Foreign policy experts say Washington needs India to counter China's growing dominance in Asia and to ensure the United States cements some type of influence in that part of the world.
That task is all the more important now that Trump has withdrawn from the Trans-Pacific Partnership
That free trade bloc, which had the United States at its center and which excluded China, would have further buttressed U.S. leadership in Asia. 
With the TPP off the table, however, China immediately has begun to step in to fill the void.
"U.S. strategic thinkers see the rise of India as a natural balancer to China as beneficial to the U.S.," said Sasha Riser-Kositsky, Asia analyst at consulting firm Eurasia Group. 
"Over roughly the last 10 years, U.S. policy has broadly followed this logic, helping strengthen ties with India and offering unprecedented cooperation in terms of civilian nuclear power and co-development and co-production of defense technologies while asking relatively little in exchange."

'Security in the region of South and Central Asia'

Trump's hostile rhetoric toward Muslims plays well with members of India's Hindu majority.
India has a large Muslim minority, and the country has suffered many terror attacks within its borders that New Delhi claims are supported by Muslim-majority Pakistan. 
Modi's political party, called the Bharatiya Janata Party, has its roots in Hindu nationalism.
The White House also said on Tuesday that the two leaders of the largest democracies in the world discussed "security in the region of South and Central Asia."
India rarely gets involved in conflicts that do not directly involve the country, especially given India's perpetual border disputes with Pakistan
At the same time, however, during Modi's visit to Washington, which is expected sometime the year, the Indian leader will likely want Trump to take a more aggressive position toward Pakistan and support New Delhi's counterterrorism efforts.
Trump's rhetoric toward India — and Modi himself — has been consistently positive. 
Analysts say the U.S. president could be setting the table for a stronger relationship between Washington and New Delhi in the coming years and could ultimately elevate India's global profile, which has been a key objective for Modi. 
For years India has been living in the shadow of China as the second-best emerging market for investors.
Trump's and Modi's phone conversation on Tuesday came one week ahead of the release of India's annual budget, in which New Delhi is expected to announce further fiscal spending.
Despite economic headwinds and uncertainty around Trump's foreign policy, DoubleLine Capital's Jeffrey Gundlach told Barron's over the weekend that India is an attractive destination for investors. Bombay's Sensex stock index is trading about 6 percent below its all-time closing high.

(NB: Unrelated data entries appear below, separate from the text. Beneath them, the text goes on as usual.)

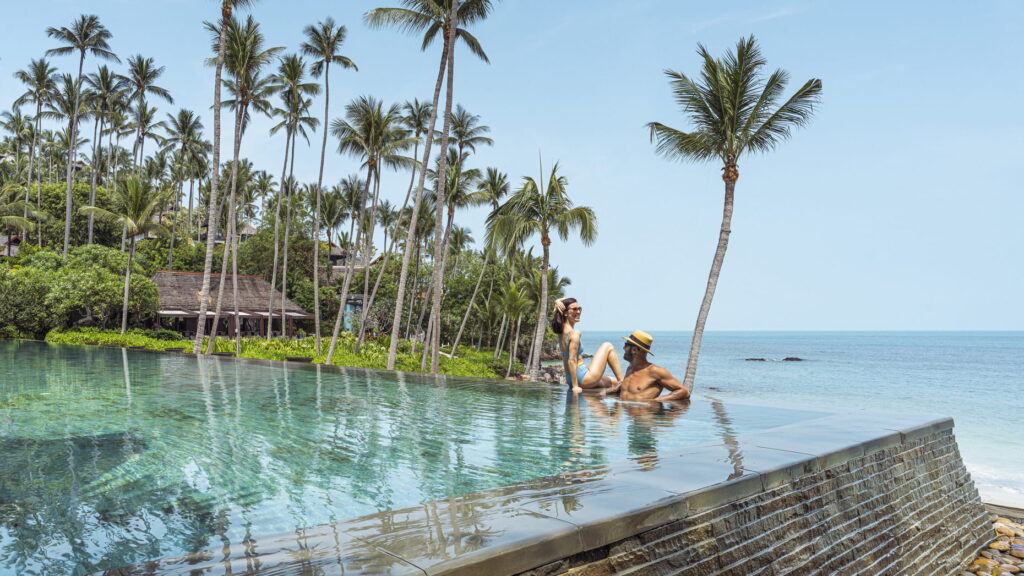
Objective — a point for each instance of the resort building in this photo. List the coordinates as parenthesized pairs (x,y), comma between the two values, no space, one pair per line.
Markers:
(179,299)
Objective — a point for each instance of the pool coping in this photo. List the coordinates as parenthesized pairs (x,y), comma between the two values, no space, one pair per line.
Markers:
(523,526)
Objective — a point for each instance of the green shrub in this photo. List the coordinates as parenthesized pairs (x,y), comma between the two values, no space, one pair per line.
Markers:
(373,354)
(162,334)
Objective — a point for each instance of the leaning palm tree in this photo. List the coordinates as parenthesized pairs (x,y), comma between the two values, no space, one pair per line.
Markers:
(433,18)
(323,44)
(145,127)
(109,89)
(294,89)
(515,304)
(376,135)
(493,189)
(85,35)
(530,211)
(134,205)
(16,213)
(184,135)
(467,132)
(734,110)
(141,78)
(40,82)
(245,58)
(226,9)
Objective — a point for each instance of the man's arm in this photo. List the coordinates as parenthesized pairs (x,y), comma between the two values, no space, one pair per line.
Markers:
(667,380)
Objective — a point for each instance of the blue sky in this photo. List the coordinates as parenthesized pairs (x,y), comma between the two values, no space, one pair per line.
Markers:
(898,208)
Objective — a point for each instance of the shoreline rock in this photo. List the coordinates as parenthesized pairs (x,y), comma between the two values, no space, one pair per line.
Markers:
(1005,554)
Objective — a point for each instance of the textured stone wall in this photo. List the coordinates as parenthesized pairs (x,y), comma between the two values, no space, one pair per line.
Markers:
(910,509)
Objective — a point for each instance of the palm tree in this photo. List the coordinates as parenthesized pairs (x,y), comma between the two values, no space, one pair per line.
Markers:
(467,132)
(68,101)
(226,8)
(461,239)
(432,17)
(375,134)
(530,211)
(142,75)
(134,204)
(108,91)
(40,82)
(387,215)
(323,43)
(15,212)
(84,35)
(146,127)
(333,213)
(184,133)
(19,128)
(734,110)
(515,304)
(293,89)
(245,58)
(494,188)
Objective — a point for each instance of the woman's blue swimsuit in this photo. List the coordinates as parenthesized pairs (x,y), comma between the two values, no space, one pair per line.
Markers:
(581,370)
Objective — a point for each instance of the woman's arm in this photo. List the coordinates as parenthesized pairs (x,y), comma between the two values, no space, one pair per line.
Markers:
(574,360)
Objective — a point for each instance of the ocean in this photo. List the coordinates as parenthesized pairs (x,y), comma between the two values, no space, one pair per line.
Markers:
(976,377)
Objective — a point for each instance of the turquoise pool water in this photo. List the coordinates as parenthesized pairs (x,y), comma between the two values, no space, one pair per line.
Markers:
(111,457)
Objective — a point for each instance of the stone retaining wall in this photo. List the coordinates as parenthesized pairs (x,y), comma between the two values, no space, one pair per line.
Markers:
(906,509)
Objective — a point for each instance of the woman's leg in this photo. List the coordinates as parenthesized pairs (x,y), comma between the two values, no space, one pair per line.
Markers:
(604,357)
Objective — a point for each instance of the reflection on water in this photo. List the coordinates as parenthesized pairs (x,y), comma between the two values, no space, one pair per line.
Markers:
(113,457)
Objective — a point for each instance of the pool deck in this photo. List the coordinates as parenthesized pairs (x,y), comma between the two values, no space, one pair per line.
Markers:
(521,527)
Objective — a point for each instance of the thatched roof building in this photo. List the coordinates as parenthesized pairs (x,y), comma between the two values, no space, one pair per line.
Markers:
(178,292)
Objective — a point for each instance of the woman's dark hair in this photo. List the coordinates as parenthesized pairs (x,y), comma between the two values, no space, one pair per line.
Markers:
(559,320)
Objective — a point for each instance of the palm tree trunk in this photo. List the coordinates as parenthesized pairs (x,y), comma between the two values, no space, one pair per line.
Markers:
(92,177)
(32,158)
(346,285)
(192,184)
(365,313)
(411,236)
(716,269)
(72,152)
(501,336)
(320,184)
(124,305)
(438,281)
(513,345)
(214,213)
(388,250)
(276,222)
(288,233)
(174,225)
(486,258)
(412,295)
(228,238)
(542,310)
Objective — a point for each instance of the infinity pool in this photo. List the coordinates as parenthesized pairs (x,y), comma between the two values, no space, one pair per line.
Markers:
(111,457)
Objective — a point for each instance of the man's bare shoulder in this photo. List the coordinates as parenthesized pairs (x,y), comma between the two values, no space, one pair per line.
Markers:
(659,372)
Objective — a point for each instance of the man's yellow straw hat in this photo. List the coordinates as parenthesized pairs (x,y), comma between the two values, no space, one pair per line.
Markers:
(640,339)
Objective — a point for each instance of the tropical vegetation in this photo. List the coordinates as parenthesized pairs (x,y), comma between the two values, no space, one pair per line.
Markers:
(103,181)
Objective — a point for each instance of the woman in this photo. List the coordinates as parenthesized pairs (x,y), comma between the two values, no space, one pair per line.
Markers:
(578,375)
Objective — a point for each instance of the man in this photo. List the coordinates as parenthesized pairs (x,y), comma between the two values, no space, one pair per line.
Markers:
(645,381)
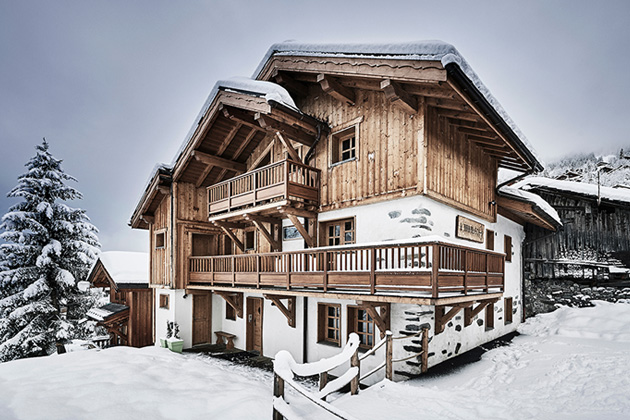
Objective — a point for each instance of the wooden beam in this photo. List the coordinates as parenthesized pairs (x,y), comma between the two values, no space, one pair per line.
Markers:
(211,160)
(381,318)
(399,97)
(231,235)
(288,311)
(275,245)
(292,152)
(336,90)
(470,312)
(442,317)
(234,299)
(307,238)
(268,123)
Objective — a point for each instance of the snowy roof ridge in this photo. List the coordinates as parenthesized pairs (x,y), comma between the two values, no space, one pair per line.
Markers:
(126,266)
(537,201)
(418,50)
(621,195)
(269,90)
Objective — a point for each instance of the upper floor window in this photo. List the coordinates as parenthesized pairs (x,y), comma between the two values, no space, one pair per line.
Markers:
(344,145)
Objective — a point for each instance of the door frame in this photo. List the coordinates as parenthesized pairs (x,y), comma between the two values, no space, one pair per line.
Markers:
(249,327)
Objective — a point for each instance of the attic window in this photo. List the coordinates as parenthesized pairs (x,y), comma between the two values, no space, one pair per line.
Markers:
(160,240)
(344,145)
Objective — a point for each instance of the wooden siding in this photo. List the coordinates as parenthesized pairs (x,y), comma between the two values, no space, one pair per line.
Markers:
(459,173)
(160,257)
(588,232)
(387,148)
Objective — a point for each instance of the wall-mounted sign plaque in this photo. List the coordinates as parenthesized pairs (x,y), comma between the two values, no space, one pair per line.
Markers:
(469,229)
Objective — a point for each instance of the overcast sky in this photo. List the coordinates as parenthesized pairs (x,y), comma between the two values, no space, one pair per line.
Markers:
(114,86)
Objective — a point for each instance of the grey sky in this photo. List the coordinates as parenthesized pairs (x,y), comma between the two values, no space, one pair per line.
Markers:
(114,86)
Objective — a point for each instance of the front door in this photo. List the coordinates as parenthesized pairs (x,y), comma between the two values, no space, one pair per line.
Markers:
(254,324)
(202,319)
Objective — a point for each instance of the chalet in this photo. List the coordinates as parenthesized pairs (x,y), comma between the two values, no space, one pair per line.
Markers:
(128,316)
(595,238)
(343,188)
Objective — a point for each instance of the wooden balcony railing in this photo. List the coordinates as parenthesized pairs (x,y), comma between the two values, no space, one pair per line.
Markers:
(285,180)
(433,269)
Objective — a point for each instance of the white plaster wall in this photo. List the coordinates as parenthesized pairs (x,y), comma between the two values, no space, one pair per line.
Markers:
(179,310)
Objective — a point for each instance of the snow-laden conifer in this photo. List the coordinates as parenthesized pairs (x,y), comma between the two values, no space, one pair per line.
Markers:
(49,247)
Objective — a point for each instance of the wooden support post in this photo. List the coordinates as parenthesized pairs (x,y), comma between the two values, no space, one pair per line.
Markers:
(354,383)
(425,350)
(435,266)
(278,392)
(389,354)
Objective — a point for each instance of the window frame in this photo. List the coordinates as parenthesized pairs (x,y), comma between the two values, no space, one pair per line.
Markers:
(507,247)
(353,326)
(323,327)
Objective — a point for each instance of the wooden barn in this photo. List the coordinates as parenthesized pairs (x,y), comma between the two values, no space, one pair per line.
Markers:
(128,317)
(594,241)
(343,188)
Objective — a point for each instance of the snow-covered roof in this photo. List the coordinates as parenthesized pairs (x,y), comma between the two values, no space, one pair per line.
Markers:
(538,202)
(621,195)
(419,50)
(105,311)
(126,267)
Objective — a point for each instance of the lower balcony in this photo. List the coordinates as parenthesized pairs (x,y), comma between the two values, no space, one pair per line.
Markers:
(421,269)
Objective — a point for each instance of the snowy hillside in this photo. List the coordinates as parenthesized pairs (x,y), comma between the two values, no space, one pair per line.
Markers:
(614,168)
(569,364)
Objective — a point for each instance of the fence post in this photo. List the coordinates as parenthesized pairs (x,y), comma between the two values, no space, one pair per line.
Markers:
(389,353)
(425,350)
(354,384)
(278,392)
(323,380)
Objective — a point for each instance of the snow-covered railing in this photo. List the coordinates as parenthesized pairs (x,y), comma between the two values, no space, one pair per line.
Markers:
(286,368)
(412,266)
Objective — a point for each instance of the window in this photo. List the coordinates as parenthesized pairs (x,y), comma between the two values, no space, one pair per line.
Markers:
(249,240)
(490,240)
(344,145)
(329,323)
(160,240)
(361,323)
(164,301)
(230,313)
(507,248)
(339,232)
(490,316)
(507,308)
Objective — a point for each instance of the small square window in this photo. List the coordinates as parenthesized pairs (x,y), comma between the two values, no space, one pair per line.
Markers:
(249,240)
(160,240)
(164,301)
(344,145)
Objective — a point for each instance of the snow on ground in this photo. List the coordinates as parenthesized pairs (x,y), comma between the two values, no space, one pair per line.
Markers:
(569,364)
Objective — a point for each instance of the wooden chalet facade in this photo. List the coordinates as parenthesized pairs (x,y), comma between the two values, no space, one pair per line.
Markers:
(341,189)
(128,317)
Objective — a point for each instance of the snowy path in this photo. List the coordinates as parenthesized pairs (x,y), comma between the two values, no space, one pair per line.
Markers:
(571,364)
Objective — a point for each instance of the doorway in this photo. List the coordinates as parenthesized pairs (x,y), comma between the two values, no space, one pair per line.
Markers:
(254,325)
(202,318)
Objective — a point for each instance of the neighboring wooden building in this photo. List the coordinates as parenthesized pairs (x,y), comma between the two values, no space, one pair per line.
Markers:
(128,317)
(596,229)
(342,189)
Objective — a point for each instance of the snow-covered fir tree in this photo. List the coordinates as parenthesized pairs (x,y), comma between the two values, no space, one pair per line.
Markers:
(49,247)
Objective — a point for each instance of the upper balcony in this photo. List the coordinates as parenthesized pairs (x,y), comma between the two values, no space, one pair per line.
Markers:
(430,270)
(284,181)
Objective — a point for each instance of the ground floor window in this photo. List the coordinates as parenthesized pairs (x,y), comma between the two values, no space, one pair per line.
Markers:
(329,323)
(507,308)
(360,322)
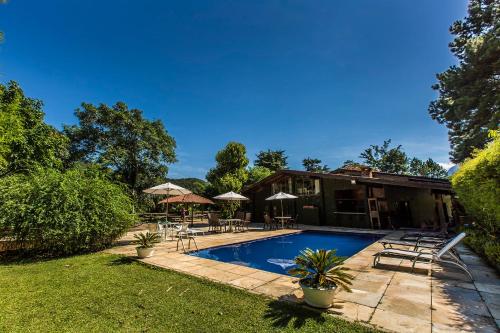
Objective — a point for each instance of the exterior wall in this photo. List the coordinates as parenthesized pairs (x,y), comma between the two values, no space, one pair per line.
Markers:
(321,209)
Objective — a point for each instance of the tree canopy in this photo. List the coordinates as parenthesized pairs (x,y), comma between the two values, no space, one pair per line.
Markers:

A possible area of conflict?

One point of contention between Trump and Modi could be immigration. 
India is home to many companies that host technology work for U.S.-based companies — meaning that they employ Indians to do work previously done by American workers.
Companies in India are able to provide highly skilled workers at a discount to what Americans get paid. 
Trump arguably has been more outspoken about protecting U.S. jobs than any other president in decades.
"They also have a major item that needs to be resolved around IT outsourcing," said M.R. Rangaswami, a software executive and founder of Indiaspora, a U.S.-based community for people of Indian descent.
"The president has stated that jobs be kept in the U.S., while India is the place most Fortune 500 companies have direct IT operations or outsourcing partners. Most H-1B visas" — supposedly temporary passes that give skilled foreign nationals the right to work in the United States — "are used for supplementing the U.S. IT workforce by bringing professionals from India," Rangaswami said.
"This could become a messy issue that could cause tension."